You considered the auxiliary function $f(x) = \sin x - x + 1$ and showed that it is continuous and takes negative values for sufficiently large, positive $x$ and also positive values for sufficiently large, negative $x$. So by IVT it must take on the value $0$.

You can be a little more explicit about the sufficiently large business though. For instance, you know that $-1 \leq \sin x \leq 1$ for all $x$, so

$-x \leq f(x) \leq -x + 2$.

From this one sees that $f(x)$ is non-negative for all $x \leq 0$ and non-positive for all $x \geq 2$. In this sort of problem, the more complicated the function gets, the more you want to call on "general principles" in order to give you the estimates you need. For instance, if you had a very complicated polynomial $p(x)$ of degree $19$ in place of $x$, you probably don't want to give explicit values but just use the fact that as $x$ approaches $\pm \infty$, so does $p(x)$, while $\sin x$ stays bounded.

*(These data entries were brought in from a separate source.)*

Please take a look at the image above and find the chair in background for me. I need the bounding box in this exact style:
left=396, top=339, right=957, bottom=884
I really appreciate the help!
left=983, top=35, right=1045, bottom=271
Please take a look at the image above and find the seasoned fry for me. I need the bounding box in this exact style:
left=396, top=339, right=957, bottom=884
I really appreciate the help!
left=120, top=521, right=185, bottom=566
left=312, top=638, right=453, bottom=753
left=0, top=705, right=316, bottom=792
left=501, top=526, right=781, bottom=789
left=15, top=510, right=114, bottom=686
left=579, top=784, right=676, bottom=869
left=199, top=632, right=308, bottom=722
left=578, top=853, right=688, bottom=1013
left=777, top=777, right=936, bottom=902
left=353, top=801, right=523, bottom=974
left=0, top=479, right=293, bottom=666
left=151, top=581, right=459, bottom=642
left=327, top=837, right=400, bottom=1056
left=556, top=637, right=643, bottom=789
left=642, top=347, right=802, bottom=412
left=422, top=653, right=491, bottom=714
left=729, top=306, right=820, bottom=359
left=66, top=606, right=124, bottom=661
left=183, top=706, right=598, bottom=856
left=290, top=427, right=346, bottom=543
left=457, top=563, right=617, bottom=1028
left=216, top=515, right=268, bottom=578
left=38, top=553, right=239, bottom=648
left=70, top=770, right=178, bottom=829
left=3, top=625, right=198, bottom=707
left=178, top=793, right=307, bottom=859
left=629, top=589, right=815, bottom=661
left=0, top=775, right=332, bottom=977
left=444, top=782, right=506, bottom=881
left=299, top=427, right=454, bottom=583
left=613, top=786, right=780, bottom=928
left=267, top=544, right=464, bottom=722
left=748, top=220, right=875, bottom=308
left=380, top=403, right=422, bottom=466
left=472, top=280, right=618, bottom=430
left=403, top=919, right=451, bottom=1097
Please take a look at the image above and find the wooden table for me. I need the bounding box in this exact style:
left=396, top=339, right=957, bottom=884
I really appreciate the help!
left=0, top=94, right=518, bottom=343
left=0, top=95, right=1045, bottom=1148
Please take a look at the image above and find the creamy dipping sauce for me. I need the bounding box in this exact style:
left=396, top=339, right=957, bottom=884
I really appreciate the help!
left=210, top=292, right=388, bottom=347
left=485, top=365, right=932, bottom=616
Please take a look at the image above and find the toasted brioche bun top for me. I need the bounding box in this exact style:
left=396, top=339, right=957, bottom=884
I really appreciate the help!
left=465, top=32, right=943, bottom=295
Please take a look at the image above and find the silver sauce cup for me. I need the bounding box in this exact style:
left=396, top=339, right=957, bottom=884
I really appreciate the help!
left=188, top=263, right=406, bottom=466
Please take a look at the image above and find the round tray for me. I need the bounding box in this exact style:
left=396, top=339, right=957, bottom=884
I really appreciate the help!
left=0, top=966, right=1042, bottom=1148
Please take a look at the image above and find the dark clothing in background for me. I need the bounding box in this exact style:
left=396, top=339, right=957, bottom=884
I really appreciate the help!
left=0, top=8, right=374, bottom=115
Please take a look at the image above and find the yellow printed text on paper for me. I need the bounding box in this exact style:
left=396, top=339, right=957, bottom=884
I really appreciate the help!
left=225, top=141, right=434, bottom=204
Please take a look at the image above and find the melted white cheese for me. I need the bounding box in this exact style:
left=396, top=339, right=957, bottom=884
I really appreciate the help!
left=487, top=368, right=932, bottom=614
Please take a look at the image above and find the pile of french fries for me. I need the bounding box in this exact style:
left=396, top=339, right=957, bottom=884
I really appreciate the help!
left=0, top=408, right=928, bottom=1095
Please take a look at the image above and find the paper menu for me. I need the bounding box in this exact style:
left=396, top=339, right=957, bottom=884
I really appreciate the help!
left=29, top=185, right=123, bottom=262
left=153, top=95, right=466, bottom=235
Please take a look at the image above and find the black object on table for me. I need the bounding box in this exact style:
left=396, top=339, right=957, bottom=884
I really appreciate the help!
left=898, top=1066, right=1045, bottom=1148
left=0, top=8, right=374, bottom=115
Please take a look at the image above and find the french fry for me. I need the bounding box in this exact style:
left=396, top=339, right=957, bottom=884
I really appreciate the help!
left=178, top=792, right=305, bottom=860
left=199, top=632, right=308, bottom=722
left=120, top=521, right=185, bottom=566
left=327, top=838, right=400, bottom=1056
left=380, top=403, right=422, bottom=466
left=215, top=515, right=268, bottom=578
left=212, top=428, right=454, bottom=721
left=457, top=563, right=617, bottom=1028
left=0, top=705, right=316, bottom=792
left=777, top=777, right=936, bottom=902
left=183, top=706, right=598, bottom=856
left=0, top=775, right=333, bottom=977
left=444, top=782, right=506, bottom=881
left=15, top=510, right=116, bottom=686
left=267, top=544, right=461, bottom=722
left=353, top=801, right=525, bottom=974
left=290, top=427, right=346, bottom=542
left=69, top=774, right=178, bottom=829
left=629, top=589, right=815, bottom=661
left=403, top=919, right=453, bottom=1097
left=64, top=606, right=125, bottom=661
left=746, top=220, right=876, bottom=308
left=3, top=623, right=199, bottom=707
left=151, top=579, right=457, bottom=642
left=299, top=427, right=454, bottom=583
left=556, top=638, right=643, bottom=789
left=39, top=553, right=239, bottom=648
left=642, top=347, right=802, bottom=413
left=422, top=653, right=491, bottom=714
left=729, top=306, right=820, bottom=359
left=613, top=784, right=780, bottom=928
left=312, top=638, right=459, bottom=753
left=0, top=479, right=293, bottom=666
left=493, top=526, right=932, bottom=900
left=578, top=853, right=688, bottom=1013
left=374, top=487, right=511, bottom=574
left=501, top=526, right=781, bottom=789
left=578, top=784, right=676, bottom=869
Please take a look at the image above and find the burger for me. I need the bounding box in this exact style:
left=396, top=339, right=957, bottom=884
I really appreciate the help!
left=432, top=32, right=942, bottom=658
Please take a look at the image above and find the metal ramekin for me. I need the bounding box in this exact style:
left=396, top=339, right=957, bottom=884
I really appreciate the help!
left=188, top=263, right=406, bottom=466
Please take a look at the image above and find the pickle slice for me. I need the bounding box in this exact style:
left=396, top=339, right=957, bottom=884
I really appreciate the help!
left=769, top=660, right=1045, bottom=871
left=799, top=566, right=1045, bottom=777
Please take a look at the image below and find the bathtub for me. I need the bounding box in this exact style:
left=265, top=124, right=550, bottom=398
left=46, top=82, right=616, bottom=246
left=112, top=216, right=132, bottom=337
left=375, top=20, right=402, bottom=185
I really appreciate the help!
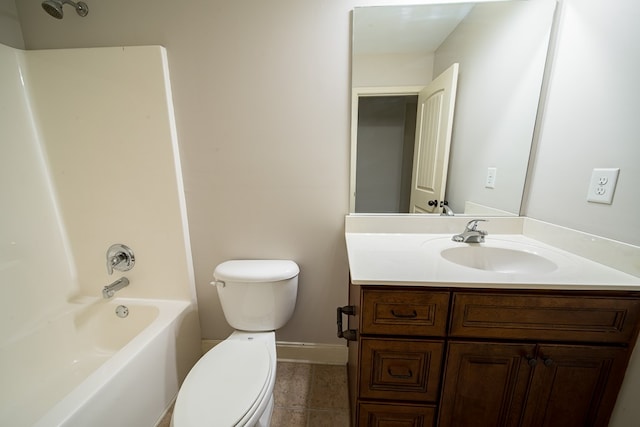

Final comment: to be sure, you don't have to find explicit values for this problem. But in order to be best understood you should probably say something in the way of justification of what happens for sufficiently large $x$. Note that in the above paragraph I gave a less explicit answer for a more general class of problems, and as you know there are other problems in the text which are like the one I made up above. But -- and this is an issue of effective mathematical writing and communication rather than mathematical correctness -- there is a sort of principle of economy at work here. In order to be best understood, it's generally a good idea to use the simplest arguments you can think of that justify a given claim, and a lot of people find more explicit arguments to be simpler than less explicit ones. Anyway, not here but sometimes you do have to be explicit and concrete, so it's a good idea to cultivate the ability to do so...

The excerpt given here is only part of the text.